Im thinking of going on Adderal which is a medication to help you focus.  But I hear it can be addicting? Im in college and have a hard time studying and focusing, my mind is always somewhere else thinking of things to do and etc. I try to focus on my professors but I tend to drift away and when it comes to studying even if Im in a nice quiet library I tend to drift off as well.  I was never like this until my Junior year of highschool, I dont know why but its not like I dont like school or dont want to go to school.  It happens at work too.  I mean its not like im going through rough times because my life right now is pretty good.   

I just want to know if any of you are on any medications for ADD/ADHD? and what your experiences are like or were like.  I know its best to talk to my doctor (which I will soon) but I just want to get other people's advice, opinions, and experiences on this subject


----------



## Willa (Mar 10, 2008)

I don't know about medecine but I know what you're talking about... I realized 5 years ago that I had trouble concentrating, focusing on what I have to do, even listen when people talk...

But chose not to take any medecine for it.
A Dr I met gave me some pills (can't remember the name) and changed 2 times the amount, I really disliked it because I started being depressed... which is really not my type! I was crying all the time when I was on it... really hated it! 

I don't know if I did the right thing by stoping the medecine but I chose to work a little bit harder with my complicated mind, instead of being on pills for the rest of my life.


----------



## MiCHiE (Mar 10, 2008)

The situations you've described sound normal. Why do you think you need meds?


----------



## NutMeg (Mar 10, 2008)

I have ADD, but I haven't been on medication since I was little, so I guess I can't be too helpful in that aspect. I just wanted to mention that having trouble concentrating and drifting off while studying is something that happens to most if not all university students, so I'd be careful about rushing to a diagnosis. If I were you I'd look into other options, like getting more sleep (which can do wonders for concentration), taking time to relax throughout the day so that when the time comes to focus you can, trying to discover the best way for you to study and the best times of day for concentrating so you can better schedule classes and studying. Good luck!


----------



## jillianjiggs (Mar 10, 2008)

Quote:

   Originally Posted by *♥MiCHiE♥* 

 
_The situations you've described sound normal. Why do you think you need meds?_

 
exactly. just sounds like you're bored - i can't concentrate on work, lectures or schoolwork either sometimes because it's not always interesting.
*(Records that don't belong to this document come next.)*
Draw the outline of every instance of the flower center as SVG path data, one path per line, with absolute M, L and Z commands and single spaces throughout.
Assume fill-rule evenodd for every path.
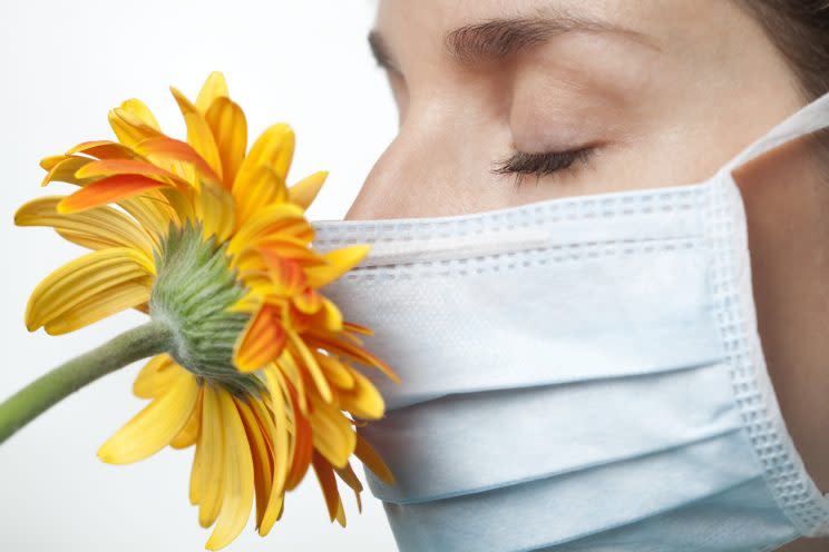
M 233 365 L 233 348 L 250 315 L 227 310 L 245 287 L 231 270 L 226 247 L 215 236 L 205 239 L 201 223 L 170 225 L 155 252 L 149 315 L 169 325 L 169 354 L 183 367 L 237 396 L 260 395 L 265 388 L 260 376 Z

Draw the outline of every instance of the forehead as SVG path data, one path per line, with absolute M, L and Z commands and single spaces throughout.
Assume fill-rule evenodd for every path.
M 451 31 L 510 18 L 574 18 L 626 28 L 661 46 L 722 40 L 734 32 L 731 0 L 380 0 L 374 29 L 400 57 L 442 48 Z M 748 18 L 744 18 L 748 19 Z

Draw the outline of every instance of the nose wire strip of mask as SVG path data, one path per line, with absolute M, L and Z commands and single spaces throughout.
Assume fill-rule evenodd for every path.
M 548 230 L 510 230 L 429 240 L 376 241 L 358 267 L 452 260 L 539 249 L 550 245 L 553 234 Z

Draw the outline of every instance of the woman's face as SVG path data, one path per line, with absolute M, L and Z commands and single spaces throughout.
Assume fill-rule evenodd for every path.
M 371 42 L 399 130 L 350 219 L 694 184 L 806 103 L 738 0 L 380 0 Z M 829 492 L 829 193 L 781 149 L 737 180 L 769 372 Z
M 399 131 L 347 218 L 692 184 L 802 103 L 732 1 L 381 0 L 371 43 Z

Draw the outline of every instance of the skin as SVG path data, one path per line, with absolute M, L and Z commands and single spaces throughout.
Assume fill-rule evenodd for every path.
M 445 36 L 553 11 L 636 32 L 570 31 L 498 59 L 455 59 Z M 596 193 L 685 185 L 808 100 L 734 1 L 381 0 L 399 131 L 345 218 L 460 215 Z M 492 164 L 516 150 L 595 145 L 516 187 Z M 759 331 L 789 432 L 829 492 L 829 181 L 804 140 L 735 171 L 748 216 Z M 778 550 L 828 550 L 799 539 Z

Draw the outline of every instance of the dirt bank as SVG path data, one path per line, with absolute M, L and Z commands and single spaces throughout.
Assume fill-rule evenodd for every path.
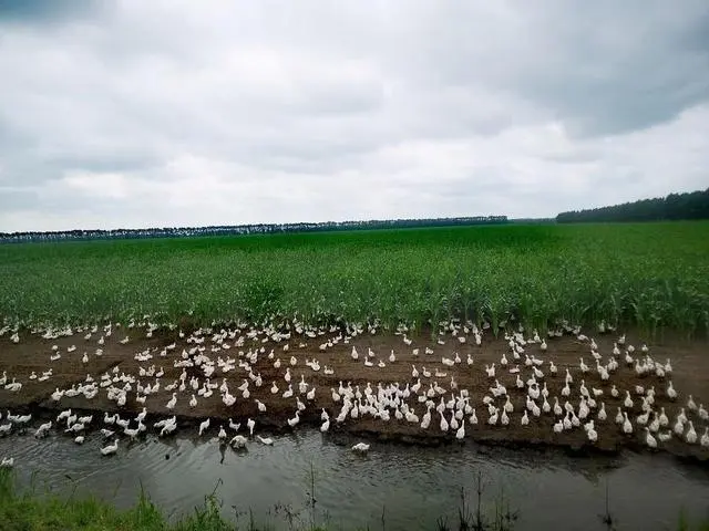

you would know pretty quickly and obviously if you had add/adhd!


----------



## V15U4L_3RR0R (Mar 10, 2008)

I agree with the others who have said that you sound like you're just bored. A few of my freinds have ADHD and what you described doesn't seem like how they are lol.

I would also agree with the try more sleep thing. What is your diet and exercise like?


----------



## pumpkincat210 (Mar 12, 2008)

Yes, Adderall is an amphetamine and can be severely addicting.  Back in high school they were popular amongst the druggies.
The people that i've met that have add/adhd have it all day long and are literally all over the place.  The talk really fast and don't finish things.
I think add is over diagnosed.  i'd try changing jobs and also rearranging your schedule at school first if you can.  It's pretty common not to be able to pay attention to a boring subject with a boring professor.  I'm on psychiatric meds for bipolar and i'm always trying things that will make my need for medicine less.


----------



## Kuuipo (Mar 16, 2008)

Adderal is a very bad idea for a person who has cyclothymia, bipolar one or bipolar two because it can send them directly into a manic phase-and a severe one at that (psychotic features).  Even antidepressants can send a bipolar person into mania unless they have a mood stabiliaing agent such as lithium, depakote, carbampazene, abilify, etc. Its a balancing act with their natural body chemistry. One of the features of bipolar disorders is a lack of ability to focus at times, especially in hypomania and mania. It would be better to discuss this with a neuropsychiatrist and change the mood stabilization medication.


----------



## Babylard (Apr 2, 2008)

yaeh i wouldn't be so quick to diagnose it as add and the likes.  what you go through is very common among post secondary students. in fact, its something that i am struggling with too.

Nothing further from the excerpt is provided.